Six children treated with carbamazepine or valproate for benign epilepsy with centrotemporal spikes (BECT), and followed at the Hospital de Cruces, Vizcaya, Spain, had an atypical and deteriorating course during therapy and a rapid remission when antiepileptic drugs were discontinued. Patient 1 had a first nocturnal, partial oromotor seizure at age 6 years, The father had BECT in childhood. EEG showed the typical bilateral midtemporal spikes. After 2 weeks of carbamazepine therapy, seizures recurred several times a day and the EEG abnormality became generalized, with continuous spike-and-wave during slow wave sleep (CSWS). Clinically, he developed a receptive language disorder, dysarthria, drooling, and myoclonic jerks of perioral muscles. Carbamazepine was discontinued and phenytoin and clobazam substituted. Within one week, the language disorder and seizures subsided, and subsequent EEGs were either normal or showed only occasional midtemporal spikes. AEDs were discontinued at 10 years of age without seizure recurrence, and school performance was normal at age 15 year follow-up. Patient 2 developed Landau-Kleffner syndrome and behavior disturbance during treatment with CBZ, with recovery after drug withdrawal. Patient 3 suffered seizure recurrences and language disorder with CBZ, and recovered when primidone was substituted. Patient 4 had severe language deterioration, seizures and CSWS on CBZ, and normalized when clobazam was substituted. Patient 5 had seizure recurrences and CSWS during valproate therapy, worsening with increased dosage, and recovery with drug withdrawal. Patient 6 developed dementia and CSWS after 6 months therapy with CBZ and VPA, and recovered when clobazam was substituted. A combination of AED effects and the syndrome itself could be responsible for the reversible epileptic and neuropsychological deterioration observed in these cases. [1]

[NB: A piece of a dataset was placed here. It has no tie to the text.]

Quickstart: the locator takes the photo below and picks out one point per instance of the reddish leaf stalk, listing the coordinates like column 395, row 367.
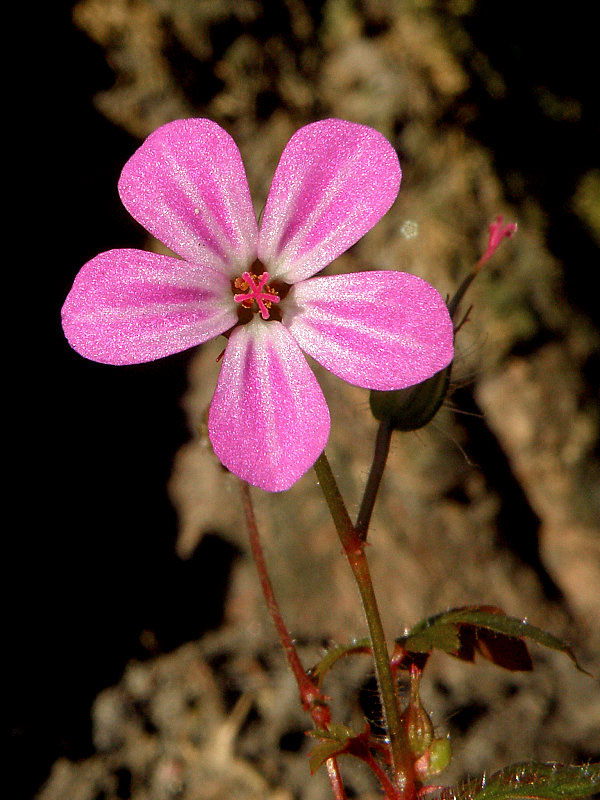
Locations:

COMMENT. Carbamazepine-induced seizure exacerbation and valproate-induced dementia in children with BECT have been reported previously. The AED-associated worsening of symptoms and course of this epileptic syndrome is correlated with a diffuse spread of the EEG sleep abnormality, termed “continuous spike-and-wave during slow wave sleep” (CSWS). The above report emphasizes the risks involved in treating benign idiopathic partial epilepsies with carbamazepine or sodium valproate. The possible neuropsychological deterioration, with severe language disorders, including Landau-Kleffner syndrome, should be reason to withhold treatment when seizures are infrequent. It is noteworthy that phenytoin and clobazam treatment of BECT was successful and unattended by seizure exacerbation and language deterioration.